The American Public Health Association has supported the abolition of nuclear weapons and the prevention of nuclear war for almost 40 years, and in February 2020, PSR members from the PSR San Francisco Bay Area chapter (Dr. Tova Fuller, Dr. Robert Gould, and Patrice Sutton, MPH), along with Washington PSR members (Dr. Amy Hagopian and Cameron Dacey) co-authored and submitted the policy statement “Towards a Nuclear Weapons Free World” for consideration by the APHA Governing Council at its Annual Meeting. On October 24th, APHA adopted this policy to update and replace many older policy resolutions co-authored by PSR founding member Dr. Vic Sidel and Dr. Gould. The adoption of such a policy right now is crucial in demonstrating the opposition within the broad public health community to the heightened existential threat of nuclear war, and its support for the growing movement for nuclear abolition exemplified by the “Back from the Brink” campaign.
In a remarkable coincidence, the treaty achieved 50 ratifications necessary for entry into force on the very same day—October 24, which was also United Nations Day. This new APHA policy will help strengthen our efforts in the U.S. to move our nation to rejoin and strengthen treaties that reduce nuclear dangers, and provide greater prominence to our growing movement to end the scourge of nuclear weapons once and for all.

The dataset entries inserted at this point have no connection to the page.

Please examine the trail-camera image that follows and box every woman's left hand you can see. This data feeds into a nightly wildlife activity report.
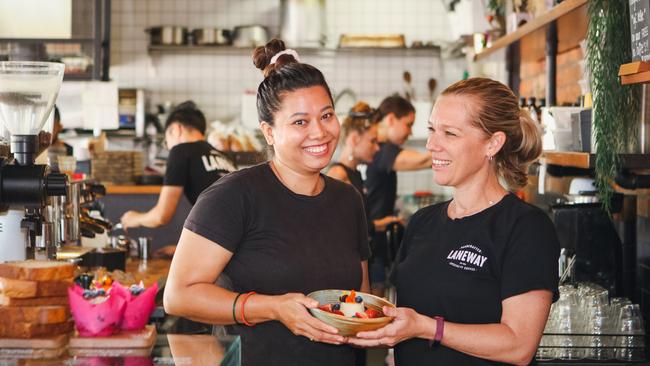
[348,306,426,347]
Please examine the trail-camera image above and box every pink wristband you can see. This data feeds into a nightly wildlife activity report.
[429,316,445,347]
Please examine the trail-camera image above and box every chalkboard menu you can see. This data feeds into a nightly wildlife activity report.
[629,0,650,61]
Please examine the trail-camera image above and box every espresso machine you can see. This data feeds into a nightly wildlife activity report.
[0,61,69,262]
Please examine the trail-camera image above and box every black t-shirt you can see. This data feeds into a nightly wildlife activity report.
[394,194,560,365]
[185,163,369,365]
[332,162,375,236]
[366,142,402,220]
[163,141,235,204]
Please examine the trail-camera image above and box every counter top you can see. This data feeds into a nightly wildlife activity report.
[125,259,172,288]
[106,185,162,194]
[0,334,241,366]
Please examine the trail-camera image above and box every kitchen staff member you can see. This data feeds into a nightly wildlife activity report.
[121,101,235,229]
[164,39,369,365]
[327,102,400,250]
[350,78,560,365]
[365,95,431,296]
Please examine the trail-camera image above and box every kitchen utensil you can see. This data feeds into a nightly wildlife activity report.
[307,290,395,337]
[146,26,187,45]
[232,25,269,47]
[138,236,151,260]
[280,0,325,47]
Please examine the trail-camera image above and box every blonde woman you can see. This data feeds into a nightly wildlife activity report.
[350,78,559,365]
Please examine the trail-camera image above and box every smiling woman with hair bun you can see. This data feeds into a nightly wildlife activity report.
[164,39,369,365]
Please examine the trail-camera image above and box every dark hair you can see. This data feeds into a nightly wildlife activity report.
[165,100,206,134]
[376,95,415,120]
[341,102,379,138]
[54,104,61,123]
[441,78,542,188]
[253,39,334,125]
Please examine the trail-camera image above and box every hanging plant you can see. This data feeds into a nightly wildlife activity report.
[587,0,641,212]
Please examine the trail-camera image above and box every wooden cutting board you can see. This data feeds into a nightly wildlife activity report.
[0,334,68,349]
[0,347,66,365]
[69,325,156,349]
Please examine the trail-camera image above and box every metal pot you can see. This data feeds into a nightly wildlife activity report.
[192,28,231,45]
[146,26,187,45]
[232,25,269,47]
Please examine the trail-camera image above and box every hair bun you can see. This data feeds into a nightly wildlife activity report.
[253,38,298,77]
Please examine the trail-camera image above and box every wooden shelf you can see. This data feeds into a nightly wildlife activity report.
[618,61,650,85]
[540,151,650,169]
[147,45,440,57]
[106,185,162,194]
[474,0,587,61]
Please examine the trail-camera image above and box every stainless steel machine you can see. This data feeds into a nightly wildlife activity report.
[0,61,69,262]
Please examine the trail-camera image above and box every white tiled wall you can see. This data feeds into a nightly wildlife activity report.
[110,0,466,191]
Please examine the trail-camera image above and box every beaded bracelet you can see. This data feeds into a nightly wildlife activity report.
[232,292,242,325]
[241,291,257,327]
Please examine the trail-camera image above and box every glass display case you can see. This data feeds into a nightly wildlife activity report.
[0,0,111,80]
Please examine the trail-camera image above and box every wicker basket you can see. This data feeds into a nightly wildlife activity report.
[91,151,143,184]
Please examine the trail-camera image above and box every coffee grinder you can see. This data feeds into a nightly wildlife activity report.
[0,61,68,262]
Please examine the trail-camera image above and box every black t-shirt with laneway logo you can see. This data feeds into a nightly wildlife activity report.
[393,194,560,365]
[163,140,235,204]
[185,163,369,366]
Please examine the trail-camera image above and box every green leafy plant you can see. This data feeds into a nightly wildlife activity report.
[587,0,641,212]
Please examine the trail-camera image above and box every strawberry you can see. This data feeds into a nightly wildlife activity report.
[318,304,332,313]
[365,309,383,319]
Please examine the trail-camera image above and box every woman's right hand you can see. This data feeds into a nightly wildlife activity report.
[274,293,346,344]
[374,216,404,231]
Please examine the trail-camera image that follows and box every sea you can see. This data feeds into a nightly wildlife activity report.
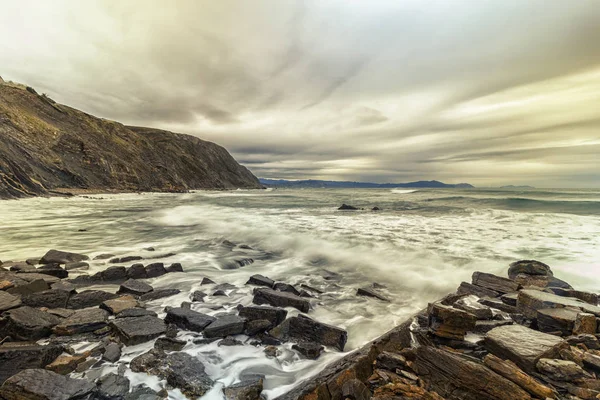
[0,189,600,399]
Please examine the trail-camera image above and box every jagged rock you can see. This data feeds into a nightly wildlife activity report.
[165,308,216,332]
[0,342,63,385]
[67,290,118,310]
[54,308,108,335]
[204,315,246,338]
[252,289,310,312]
[117,279,154,296]
[246,274,275,288]
[427,303,477,340]
[140,289,181,301]
[269,314,348,351]
[110,316,167,346]
[0,369,96,400]
[40,250,90,264]
[485,325,567,373]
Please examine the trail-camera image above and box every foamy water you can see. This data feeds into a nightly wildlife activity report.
[0,189,600,399]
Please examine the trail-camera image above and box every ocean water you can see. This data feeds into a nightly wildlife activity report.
[0,189,600,399]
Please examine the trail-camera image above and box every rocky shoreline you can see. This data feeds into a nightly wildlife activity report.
[0,253,600,400]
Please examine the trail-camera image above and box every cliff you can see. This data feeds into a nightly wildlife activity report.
[0,82,261,198]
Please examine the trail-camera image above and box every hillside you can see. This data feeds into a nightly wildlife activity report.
[0,79,261,198]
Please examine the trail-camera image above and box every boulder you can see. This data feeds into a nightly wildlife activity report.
[165,307,216,332]
[110,316,167,346]
[485,325,567,373]
[40,250,90,264]
[252,289,310,312]
[54,308,108,335]
[0,369,96,400]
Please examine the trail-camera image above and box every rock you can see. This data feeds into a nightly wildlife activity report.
[270,314,348,351]
[100,295,140,315]
[485,325,566,373]
[127,264,148,279]
[204,315,246,338]
[130,350,213,397]
[117,279,154,296]
[472,272,520,294]
[238,306,287,326]
[140,289,181,301]
[0,369,96,400]
[252,289,310,312]
[0,342,63,385]
[292,342,325,360]
[427,303,477,340]
[223,377,263,400]
[154,337,187,351]
[508,260,554,279]
[110,316,167,346]
[40,250,90,264]
[0,306,60,341]
[165,308,216,332]
[102,343,121,363]
[145,263,167,278]
[67,290,118,310]
[356,287,390,303]
[483,354,555,399]
[54,308,108,335]
[246,274,275,288]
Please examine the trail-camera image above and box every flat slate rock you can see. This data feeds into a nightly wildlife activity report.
[110,316,167,346]
[485,325,567,373]
[0,369,96,400]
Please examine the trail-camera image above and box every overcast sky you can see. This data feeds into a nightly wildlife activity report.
[0,0,600,187]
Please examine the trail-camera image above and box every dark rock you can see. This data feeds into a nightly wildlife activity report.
[110,316,167,346]
[40,250,90,264]
[145,263,167,278]
[165,308,216,332]
[67,290,118,310]
[0,369,96,400]
[252,289,310,312]
[117,279,154,296]
[54,308,108,335]
[356,287,390,302]
[246,274,275,288]
[292,342,325,360]
[204,315,246,338]
[140,289,181,301]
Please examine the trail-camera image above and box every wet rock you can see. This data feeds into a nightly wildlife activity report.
[145,263,167,278]
[0,306,60,340]
[246,274,275,288]
[40,250,90,264]
[223,378,263,400]
[54,308,108,336]
[204,315,246,338]
[356,287,390,302]
[0,342,63,385]
[67,290,118,310]
[117,279,154,296]
[110,316,167,346]
[140,289,181,301]
[165,307,216,332]
[0,369,96,400]
[472,272,520,294]
[427,303,477,340]
[252,289,310,312]
[269,315,348,351]
[292,342,325,360]
[485,325,566,373]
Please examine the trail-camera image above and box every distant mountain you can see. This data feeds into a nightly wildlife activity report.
[259,178,474,189]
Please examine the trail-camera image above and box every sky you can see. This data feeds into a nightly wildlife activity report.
[0,0,600,187]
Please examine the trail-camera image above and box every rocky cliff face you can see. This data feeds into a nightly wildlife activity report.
[0,82,261,198]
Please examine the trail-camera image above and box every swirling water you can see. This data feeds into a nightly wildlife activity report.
[0,189,600,399]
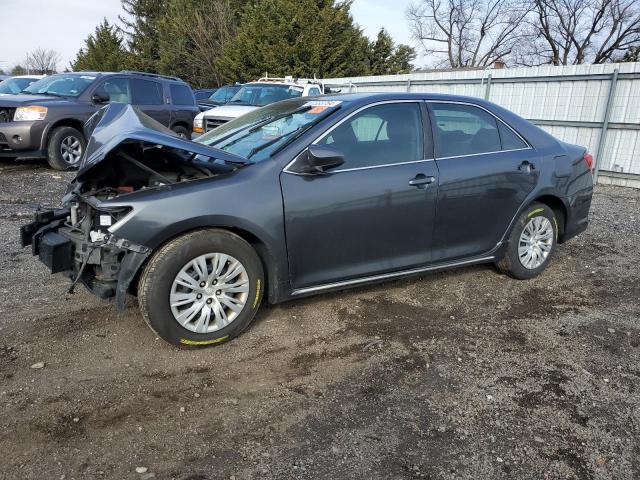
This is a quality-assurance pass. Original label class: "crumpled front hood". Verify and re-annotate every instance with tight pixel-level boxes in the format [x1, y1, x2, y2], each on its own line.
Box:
[77, 103, 247, 177]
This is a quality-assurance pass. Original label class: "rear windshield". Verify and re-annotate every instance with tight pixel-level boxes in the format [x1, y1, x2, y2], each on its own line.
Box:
[0, 78, 38, 95]
[23, 73, 96, 97]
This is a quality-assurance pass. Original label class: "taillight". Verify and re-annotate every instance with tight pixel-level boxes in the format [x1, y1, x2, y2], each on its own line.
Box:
[583, 153, 593, 170]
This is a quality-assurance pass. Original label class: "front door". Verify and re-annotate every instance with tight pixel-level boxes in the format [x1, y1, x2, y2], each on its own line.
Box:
[280, 102, 437, 288]
[428, 102, 540, 262]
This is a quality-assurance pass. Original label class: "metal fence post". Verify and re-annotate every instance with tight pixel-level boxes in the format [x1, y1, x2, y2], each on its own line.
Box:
[593, 68, 619, 183]
[484, 74, 491, 100]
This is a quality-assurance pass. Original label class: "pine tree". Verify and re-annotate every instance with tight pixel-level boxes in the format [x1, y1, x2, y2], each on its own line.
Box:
[118, 0, 167, 73]
[71, 18, 127, 72]
[158, 0, 237, 87]
[11, 65, 27, 76]
[219, 0, 369, 81]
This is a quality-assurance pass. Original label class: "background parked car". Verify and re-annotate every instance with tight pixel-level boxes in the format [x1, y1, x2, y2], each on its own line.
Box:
[193, 77, 324, 134]
[0, 71, 199, 170]
[0, 75, 44, 95]
[198, 83, 242, 112]
[193, 88, 218, 102]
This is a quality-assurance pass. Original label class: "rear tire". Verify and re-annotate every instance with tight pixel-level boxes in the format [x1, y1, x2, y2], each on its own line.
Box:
[47, 127, 87, 170]
[496, 202, 558, 280]
[138, 229, 264, 347]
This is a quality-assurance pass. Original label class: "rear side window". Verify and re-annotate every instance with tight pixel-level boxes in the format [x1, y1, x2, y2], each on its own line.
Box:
[498, 122, 528, 150]
[430, 103, 502, 158]
[94, 77, 131, 103]
[169, 83, 194, 105]
[130, 78, 164, 105]
[318, 103, 423, 169]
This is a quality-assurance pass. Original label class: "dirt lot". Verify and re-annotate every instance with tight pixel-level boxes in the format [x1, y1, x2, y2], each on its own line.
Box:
[0, 159, 640, 480]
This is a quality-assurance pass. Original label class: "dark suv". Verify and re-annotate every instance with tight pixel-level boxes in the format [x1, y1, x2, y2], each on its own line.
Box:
[0, 71, 199, 170]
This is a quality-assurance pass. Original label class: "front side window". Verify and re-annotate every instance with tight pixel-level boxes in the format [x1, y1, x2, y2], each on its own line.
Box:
[131, 78, 164, 105]
[24, 73, 96, 97]
[94, 78, 131, 103]
[318, 103, 423, 169]
[430, 103, 527, 158]
[169, 83, 194, 105]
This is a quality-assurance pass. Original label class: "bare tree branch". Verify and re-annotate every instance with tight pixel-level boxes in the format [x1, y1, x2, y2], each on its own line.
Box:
[25, 48, 62, 75]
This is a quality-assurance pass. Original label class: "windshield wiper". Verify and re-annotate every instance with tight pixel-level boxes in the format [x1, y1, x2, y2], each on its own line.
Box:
[268, 105, 340, 158]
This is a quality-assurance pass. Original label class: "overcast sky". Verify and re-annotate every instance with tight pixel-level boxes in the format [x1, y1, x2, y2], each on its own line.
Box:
[0, 0, 420, 70]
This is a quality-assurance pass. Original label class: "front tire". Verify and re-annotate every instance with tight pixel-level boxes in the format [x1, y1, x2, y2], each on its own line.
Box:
[138, 229, 264, 346]
[496, 202, 558, 280]
[47, 127, 86, 170]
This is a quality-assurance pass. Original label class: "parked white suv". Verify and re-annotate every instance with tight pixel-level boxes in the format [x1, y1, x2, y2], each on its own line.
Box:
[193, 77, 324, 135]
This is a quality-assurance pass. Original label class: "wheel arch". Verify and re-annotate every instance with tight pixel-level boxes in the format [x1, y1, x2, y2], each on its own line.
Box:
[130, 223, 283, 303]
[529, 194, 568, 243]
[42, 118, 87, 149]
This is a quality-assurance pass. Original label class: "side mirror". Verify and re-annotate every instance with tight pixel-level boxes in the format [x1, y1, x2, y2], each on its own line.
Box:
[289, 145, 344, 175]
[91, 93, 109, 103]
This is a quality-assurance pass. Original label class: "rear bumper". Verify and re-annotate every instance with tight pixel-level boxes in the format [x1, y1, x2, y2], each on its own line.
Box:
[558, 187, 593, 243]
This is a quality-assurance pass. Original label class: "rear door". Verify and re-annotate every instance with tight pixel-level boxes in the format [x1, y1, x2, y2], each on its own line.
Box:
[280, 101, 437, 289]
[428, 101, 539, 262]
[129, 78, 171, 127]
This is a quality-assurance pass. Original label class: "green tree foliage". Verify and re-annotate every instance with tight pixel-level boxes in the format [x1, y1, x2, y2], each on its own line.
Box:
[71, 18, 127, 72]
[369, 28, 416, 75]
[11, 65, 27, 75]
[119, 0, 167, 73]
[218, 0, 369, 81]
[158, 0, 238, 87]
[620, 46, 640, 62]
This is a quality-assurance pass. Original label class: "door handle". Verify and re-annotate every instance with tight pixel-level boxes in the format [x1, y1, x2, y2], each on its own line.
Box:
[518, 160, 536, 173]
[409, 173, 436, 188]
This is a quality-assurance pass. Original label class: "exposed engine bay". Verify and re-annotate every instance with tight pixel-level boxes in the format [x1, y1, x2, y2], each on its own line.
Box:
[21, 104, 250, 307]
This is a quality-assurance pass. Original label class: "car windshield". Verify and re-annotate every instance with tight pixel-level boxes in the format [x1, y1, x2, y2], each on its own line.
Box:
[195, 99, 341, 162]
[209, 86, 240, 103]
[229, 83, 304, 107]
[23, 73, 96, 97]
[0, 78, 37, 95]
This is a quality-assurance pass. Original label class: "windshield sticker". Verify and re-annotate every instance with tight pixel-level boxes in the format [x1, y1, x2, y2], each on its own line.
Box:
[304, 100, 342, 115]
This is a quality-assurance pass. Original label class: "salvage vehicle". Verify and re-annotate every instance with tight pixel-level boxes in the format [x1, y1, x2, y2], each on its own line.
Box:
[193, 77, 324, 134]
[21, 93, 593, 346]
[0, 71, 199, 170]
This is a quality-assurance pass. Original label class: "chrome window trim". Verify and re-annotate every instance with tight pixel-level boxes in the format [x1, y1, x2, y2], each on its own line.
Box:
[437, 147, 533, 160]
[291, 255, 495, 296]
[425, 100, 533, 160]
[282, 99, 434, 176]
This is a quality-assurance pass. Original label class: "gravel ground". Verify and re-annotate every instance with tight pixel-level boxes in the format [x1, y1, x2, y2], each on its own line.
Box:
[0, 159, 640, 480]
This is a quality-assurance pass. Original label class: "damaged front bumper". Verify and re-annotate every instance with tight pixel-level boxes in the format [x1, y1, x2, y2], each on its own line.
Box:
[20, 208, 151, 309]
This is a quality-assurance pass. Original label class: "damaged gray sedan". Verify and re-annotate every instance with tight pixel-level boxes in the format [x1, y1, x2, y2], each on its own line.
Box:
[21, 94, 593, 346]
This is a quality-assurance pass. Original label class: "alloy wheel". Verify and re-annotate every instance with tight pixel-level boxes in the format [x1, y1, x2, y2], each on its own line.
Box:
[60, 135, 82, 165]
[518, 216, 553, 270]
[169, 253, 249, 333]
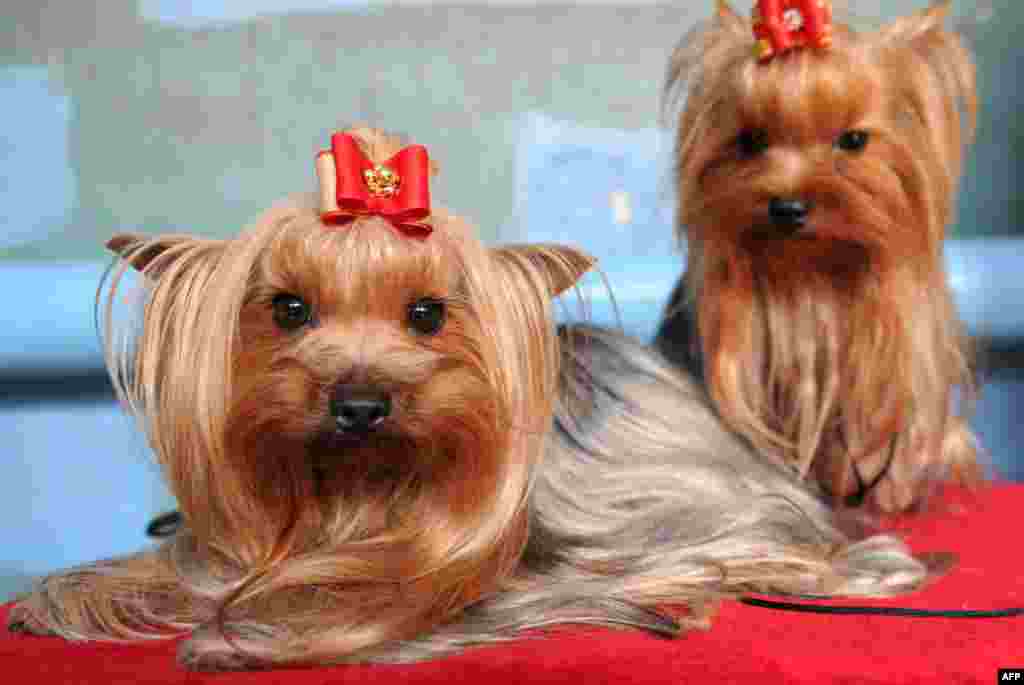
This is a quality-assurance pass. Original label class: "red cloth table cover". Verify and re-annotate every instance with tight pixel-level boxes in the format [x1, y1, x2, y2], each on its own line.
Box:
[0, 484, 1024, 685]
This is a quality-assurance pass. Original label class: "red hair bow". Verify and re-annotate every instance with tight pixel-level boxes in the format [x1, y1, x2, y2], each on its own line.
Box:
[754, 0, 833, 61]
[316, 133, 433, 238]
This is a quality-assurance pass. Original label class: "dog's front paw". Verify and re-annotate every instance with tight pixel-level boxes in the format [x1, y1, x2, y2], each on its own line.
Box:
[178, 627, 273, 671]
[7, 604, 55, 635]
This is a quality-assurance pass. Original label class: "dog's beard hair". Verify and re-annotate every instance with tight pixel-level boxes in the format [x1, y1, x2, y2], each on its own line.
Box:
[657, 7, 979, 510]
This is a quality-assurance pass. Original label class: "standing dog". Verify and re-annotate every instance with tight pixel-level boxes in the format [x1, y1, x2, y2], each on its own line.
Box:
[10, 129, 929, 669]
[656, 0, 979, 511]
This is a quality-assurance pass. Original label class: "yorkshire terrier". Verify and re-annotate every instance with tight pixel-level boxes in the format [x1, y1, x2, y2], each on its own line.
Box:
[9, 129, 931, 669]
[655, 0, 981, 511]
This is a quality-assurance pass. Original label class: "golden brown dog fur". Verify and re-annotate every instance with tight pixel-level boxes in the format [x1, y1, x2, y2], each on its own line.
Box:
[11, 130, 928, 669]
[657, 2, 979, 510]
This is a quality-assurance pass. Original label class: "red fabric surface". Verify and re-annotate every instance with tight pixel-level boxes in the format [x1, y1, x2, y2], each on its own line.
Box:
[0, 485, 1024, 685]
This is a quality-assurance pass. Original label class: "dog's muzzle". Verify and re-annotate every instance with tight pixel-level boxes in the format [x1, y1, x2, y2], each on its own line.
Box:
[330, 386, 391, 434]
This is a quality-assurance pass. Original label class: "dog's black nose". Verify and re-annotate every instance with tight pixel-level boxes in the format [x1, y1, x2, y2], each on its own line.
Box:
[768, 198, 811, 227]
[331, 388, 391, 433]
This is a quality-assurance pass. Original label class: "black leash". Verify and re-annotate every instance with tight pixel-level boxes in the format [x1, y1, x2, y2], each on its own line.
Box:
[739, 597, 1024, 618]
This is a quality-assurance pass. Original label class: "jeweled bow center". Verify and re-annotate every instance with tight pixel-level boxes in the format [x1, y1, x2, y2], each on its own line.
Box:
[362, 164, 401, 198]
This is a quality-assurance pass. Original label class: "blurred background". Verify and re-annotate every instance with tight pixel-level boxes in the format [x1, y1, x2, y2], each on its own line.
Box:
[0, 0, 1024, 599]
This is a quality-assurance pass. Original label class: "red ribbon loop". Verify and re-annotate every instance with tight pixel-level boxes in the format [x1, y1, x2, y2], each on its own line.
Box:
[754, 0, 833, 60]
[317, 133, 433, 238]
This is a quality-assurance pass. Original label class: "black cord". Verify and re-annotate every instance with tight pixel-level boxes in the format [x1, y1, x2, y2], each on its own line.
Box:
[739, 597, 1024, 618]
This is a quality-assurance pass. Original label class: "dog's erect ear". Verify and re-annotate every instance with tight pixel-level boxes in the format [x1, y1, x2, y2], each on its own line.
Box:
[106, 233, 205, 277]
[880, 0, 952, 44]
[715, 0, 750, 34]
[879, 0, 978, 144]
[492, 244, 597, 297]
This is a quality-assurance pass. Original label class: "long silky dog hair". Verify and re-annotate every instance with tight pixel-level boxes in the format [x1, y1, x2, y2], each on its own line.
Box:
[10, 129, 930, 669]
[656, 1, 981, 511]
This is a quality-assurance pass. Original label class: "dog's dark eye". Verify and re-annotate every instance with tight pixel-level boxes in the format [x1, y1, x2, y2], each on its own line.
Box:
[836, 129, 870, 153]
[736, 128, 768, 158]
[271, 293, 312, 331]
[409, 297, 446, 336]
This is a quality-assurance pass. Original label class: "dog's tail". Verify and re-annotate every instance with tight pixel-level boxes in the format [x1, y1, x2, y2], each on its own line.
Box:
[378, 327, 932, 660]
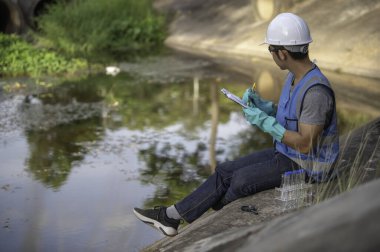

Excerpt from APHA policy document “Towards a Nuclear Weapons Free World” summary, adopted by APHA on October 24, 2020
“This proposal calls for: 1) the United States (U.S.) and the other nuclear weapons states to sign and ratify the 2017 United Nations (UN) Treaty on the Prohibition of Nuclear Weapons to pursue negotiations in good faith on effective measures relating to the cessation of the nuclear arms race; 2) the U.S. Congress and President to work towards the goal of a world free of nuclear weapons including, but not limited to, rejoining the Intermediate-Range Nuclear Forces (INF) treaty, renewing and expanding the New START Treaty, pursuing multilateral regional treaties, renouncing first use of nuclear weapons, and ending the sole presidential authority to launch a nuclear attack; 3) the U.S. Congress and President to address legacy and current occupational and environmental health harms posed by the U.S. nuclear weapons complex; and 4) all public health professionals and schools of public health to advocate for a world free of nuclear weapons, including opposition to diverting resources to weapons development and production, teaching material covering health impacts of the nuclear weapons cycle in schools of public health, and conducting further research and publishing materials on nuclear weapons issues.”